Human capital, handled right, is real currency
Global Talent Track is an early bird in the talent development space. It began as an idea in 2008; well before the cacophony surrounding skill development began in late 2009 when the National Skill Development Council (NSDC) was formed. This has given the company a headstart over the number of players surrounding the space. The lead time the company has had in the industry has allowed it to develop company specific templates for each job requirement. They are able to think like the HR team of each of their clients at an individual level instead of an industry specific need and this puts them above the rest. It also reflects in their 282 percentage growth and Rs 13 crore in revenues just after four years of operations.
The woman behind it
Dr Uma Ganesh’s late grandmother was 23 when she lost her husband and single-handedly brought up four children. This was in 1927. She not only raised her family, but also asked all her daughters-in-law to continue working as she could take care of the grandchildren.
“Until 106, she did everything on her own. That energy has rubbed off on us,” says Dr Uma Ganesh, “It will be a shame if we don’t carry forward that enabling environment we were raised in.”
Ganesh has more than 20 years of experience behind her as the CEO of Zee Interactive Learning Systems and Head of Education at NIIT and Aptech, and she is not resting. She, along with her husband Ganesh Natarajan, co-founded Global Talent Track (GTT), a corporate training solutions company in 2008.
Why it is a gem
Global Talent Track is almost surgical in its approach to training. It looks at highly customised programmes. Think of it as a combination of an HR staffing firm and a corporate training institute. Very few companies have combined the two.

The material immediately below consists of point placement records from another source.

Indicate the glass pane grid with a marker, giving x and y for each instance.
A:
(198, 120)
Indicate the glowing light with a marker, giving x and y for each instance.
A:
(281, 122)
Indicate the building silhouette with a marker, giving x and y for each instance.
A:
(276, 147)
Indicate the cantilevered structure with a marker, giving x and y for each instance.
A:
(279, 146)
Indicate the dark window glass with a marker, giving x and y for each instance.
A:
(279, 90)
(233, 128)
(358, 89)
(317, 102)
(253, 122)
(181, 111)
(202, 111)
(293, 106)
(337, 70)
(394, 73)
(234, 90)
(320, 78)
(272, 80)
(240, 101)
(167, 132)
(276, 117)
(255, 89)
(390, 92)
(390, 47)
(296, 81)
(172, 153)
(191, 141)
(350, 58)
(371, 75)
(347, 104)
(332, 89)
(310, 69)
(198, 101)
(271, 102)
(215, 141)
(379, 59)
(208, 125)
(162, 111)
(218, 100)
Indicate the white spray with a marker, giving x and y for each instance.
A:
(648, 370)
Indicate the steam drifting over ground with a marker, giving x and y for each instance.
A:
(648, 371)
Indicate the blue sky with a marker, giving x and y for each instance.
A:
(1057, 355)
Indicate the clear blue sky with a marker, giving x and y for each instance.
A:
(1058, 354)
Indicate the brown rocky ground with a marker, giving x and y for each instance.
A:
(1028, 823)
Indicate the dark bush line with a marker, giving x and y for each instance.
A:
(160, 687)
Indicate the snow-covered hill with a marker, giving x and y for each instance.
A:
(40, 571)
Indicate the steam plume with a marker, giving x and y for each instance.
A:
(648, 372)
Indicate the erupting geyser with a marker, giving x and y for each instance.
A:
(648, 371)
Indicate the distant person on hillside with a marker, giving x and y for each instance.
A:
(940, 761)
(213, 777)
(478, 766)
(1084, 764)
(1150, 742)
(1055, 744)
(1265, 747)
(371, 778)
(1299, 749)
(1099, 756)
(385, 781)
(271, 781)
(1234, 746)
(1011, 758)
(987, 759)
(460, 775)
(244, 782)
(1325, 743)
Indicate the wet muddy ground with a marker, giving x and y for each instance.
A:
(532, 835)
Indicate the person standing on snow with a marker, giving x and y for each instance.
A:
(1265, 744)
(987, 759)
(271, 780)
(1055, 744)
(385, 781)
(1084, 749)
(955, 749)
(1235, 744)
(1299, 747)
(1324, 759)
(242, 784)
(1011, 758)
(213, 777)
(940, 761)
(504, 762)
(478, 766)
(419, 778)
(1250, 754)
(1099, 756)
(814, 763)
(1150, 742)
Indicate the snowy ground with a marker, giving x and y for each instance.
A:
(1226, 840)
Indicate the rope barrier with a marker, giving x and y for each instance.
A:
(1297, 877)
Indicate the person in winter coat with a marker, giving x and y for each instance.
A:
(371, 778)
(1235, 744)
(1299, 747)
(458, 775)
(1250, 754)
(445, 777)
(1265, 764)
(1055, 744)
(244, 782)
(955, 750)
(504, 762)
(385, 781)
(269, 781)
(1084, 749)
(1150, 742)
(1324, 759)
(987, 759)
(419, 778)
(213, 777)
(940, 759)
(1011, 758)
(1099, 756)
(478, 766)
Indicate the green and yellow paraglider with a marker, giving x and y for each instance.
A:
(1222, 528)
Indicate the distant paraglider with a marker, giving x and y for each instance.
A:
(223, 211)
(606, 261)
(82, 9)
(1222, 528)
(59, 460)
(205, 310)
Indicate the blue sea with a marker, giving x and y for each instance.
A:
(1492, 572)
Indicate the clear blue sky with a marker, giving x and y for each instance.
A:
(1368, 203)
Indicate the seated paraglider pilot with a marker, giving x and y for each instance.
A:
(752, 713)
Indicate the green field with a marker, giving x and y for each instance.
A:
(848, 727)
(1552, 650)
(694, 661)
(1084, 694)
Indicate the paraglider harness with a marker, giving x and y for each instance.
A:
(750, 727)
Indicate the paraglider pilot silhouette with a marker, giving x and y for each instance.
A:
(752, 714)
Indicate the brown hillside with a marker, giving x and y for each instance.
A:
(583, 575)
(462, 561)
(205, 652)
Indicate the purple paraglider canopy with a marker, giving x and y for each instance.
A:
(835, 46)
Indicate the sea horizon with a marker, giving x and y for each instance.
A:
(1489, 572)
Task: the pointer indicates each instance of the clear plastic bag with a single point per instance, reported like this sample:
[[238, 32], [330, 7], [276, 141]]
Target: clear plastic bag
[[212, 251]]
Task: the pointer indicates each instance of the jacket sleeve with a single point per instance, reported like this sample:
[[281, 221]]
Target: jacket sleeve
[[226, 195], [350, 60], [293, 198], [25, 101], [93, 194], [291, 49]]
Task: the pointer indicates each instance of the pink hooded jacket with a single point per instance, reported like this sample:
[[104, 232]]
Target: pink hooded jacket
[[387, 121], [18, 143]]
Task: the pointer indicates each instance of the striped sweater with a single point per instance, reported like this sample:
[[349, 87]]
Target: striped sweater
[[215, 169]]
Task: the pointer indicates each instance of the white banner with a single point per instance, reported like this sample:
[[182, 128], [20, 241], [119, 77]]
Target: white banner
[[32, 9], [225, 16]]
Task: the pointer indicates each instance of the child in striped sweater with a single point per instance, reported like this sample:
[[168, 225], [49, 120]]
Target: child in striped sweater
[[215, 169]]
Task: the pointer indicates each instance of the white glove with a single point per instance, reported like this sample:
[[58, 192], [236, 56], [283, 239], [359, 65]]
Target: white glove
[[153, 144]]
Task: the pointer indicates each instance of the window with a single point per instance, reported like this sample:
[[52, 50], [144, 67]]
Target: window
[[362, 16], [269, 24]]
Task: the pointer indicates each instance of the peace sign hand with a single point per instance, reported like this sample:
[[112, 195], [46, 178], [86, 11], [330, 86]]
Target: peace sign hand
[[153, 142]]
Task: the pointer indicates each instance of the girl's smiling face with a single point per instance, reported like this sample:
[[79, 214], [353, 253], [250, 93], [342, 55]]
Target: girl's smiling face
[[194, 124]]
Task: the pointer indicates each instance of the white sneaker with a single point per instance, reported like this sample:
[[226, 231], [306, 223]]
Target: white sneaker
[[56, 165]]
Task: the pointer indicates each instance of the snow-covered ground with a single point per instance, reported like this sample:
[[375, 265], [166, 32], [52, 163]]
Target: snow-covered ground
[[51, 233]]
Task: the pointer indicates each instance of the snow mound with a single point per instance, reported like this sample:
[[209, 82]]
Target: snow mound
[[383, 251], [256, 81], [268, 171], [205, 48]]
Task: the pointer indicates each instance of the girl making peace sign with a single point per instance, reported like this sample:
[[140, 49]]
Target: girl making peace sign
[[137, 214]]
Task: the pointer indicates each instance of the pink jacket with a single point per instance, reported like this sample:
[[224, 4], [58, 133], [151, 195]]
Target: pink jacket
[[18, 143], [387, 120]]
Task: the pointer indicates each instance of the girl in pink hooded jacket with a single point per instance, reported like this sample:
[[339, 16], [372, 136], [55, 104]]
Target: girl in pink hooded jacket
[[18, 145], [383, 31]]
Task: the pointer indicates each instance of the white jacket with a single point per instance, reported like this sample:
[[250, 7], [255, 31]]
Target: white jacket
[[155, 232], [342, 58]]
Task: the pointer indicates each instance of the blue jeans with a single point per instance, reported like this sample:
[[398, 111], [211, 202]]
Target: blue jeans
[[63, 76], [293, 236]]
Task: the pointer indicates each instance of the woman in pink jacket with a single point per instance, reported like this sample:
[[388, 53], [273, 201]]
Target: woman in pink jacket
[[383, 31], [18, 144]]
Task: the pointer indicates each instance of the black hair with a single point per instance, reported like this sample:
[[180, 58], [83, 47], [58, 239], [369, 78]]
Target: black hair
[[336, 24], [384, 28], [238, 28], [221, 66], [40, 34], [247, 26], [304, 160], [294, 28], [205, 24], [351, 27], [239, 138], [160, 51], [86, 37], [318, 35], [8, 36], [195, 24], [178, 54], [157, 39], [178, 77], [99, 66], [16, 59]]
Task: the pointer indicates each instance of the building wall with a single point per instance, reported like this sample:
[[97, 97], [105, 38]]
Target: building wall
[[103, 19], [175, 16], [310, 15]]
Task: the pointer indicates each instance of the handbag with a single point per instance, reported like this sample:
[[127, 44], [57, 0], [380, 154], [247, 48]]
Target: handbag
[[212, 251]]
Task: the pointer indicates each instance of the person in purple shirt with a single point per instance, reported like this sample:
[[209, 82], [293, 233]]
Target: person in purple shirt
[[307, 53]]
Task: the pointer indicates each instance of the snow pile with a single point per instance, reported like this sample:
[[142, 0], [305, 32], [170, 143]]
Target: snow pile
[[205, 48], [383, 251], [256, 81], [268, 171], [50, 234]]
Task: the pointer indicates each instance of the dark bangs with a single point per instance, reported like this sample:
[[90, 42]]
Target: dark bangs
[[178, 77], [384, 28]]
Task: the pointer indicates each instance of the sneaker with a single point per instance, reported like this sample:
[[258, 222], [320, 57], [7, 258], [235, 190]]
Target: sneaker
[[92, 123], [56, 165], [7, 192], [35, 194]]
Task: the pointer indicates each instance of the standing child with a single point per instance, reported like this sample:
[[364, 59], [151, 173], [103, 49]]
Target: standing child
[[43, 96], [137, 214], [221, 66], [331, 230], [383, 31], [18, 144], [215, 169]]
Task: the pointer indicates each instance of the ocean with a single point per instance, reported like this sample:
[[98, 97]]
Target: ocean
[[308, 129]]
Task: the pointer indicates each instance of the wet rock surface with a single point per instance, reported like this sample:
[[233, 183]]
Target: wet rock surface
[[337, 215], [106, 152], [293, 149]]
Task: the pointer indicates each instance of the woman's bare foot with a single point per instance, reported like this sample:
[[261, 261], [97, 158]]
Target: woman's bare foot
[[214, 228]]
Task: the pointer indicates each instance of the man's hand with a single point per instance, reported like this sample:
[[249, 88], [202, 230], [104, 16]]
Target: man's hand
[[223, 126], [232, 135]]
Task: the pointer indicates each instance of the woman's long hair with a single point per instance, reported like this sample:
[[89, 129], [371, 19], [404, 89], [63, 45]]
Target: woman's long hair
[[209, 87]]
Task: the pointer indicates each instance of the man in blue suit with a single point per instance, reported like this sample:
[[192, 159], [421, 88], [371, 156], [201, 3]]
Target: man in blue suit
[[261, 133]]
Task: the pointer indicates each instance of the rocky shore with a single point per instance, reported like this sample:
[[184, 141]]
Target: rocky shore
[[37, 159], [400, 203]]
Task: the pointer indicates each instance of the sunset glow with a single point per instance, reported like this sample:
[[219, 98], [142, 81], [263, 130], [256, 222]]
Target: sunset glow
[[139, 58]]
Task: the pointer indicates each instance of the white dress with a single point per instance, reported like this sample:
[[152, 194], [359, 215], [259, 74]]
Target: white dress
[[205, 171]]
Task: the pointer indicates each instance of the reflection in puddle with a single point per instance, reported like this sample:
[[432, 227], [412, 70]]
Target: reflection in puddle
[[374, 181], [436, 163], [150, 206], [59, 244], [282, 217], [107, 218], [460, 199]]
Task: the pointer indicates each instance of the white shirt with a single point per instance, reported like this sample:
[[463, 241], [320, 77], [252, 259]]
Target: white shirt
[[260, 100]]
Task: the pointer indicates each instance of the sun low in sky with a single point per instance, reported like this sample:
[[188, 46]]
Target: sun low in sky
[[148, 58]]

In the last two years, many HR companies have included sourcing and training in their portfolio. The difference is that most of them have done it with the larger interest of receiving money from the NSDC, which is desperately seeking to fill its mandate of making 500 million people employable.
The difference with Global Talent Track is that it never set out to gain from the NSDC as the company was conceived well before the NSDC came into being. The company derives most of its income from corporates, who pay for recruitment, and from students, who pay for their training.
It becomes a win-win because the company does not take in every candidate that walks through its doors. It looks at an eligibility criteria. Say out of a score of 100, the candidate scores 80-90, GTT knows the candidate requires three months of training to be employable. However, if the candidate scores 50, six months of training is required. This detailed format of working makes things different.
Why it was hidden
GTT has not called what it offers skill development, nor is it after NSDC funding. It is clear that this is to meet the employers’ need and it will understand each employer’s template and train each candidate to perform from day one. It has focussed largely on corporates and kept away from government-funded projects unless specifically requested, like it conducted programmes in Kashmir.
Risks and challenges
When the company started out as a dream, not many firms looked at training as a viable business; staffing was the cash cow of the sector. Today, almost every HR firm from TeamLease to later entrants like Ikya are in the training space. In government, both the Central and state governments have given a huge push by making funds available to these firms. The challenge for GTT will be to keep its first mover advantage. It is one of the few companies that has taken the training it offers to the next level by saying it will offer company-specific training.
For example, Company A and Company B need the candidate to apply Java in different ways, and GTT is able to train candidates to these specifics. This is easily replicable, and a competitor could pull it off too, and some already have. It could also slow down the growth opportunities or force GTT to look at niche areas apart from the IT and BPO sector, which has been its cash cow.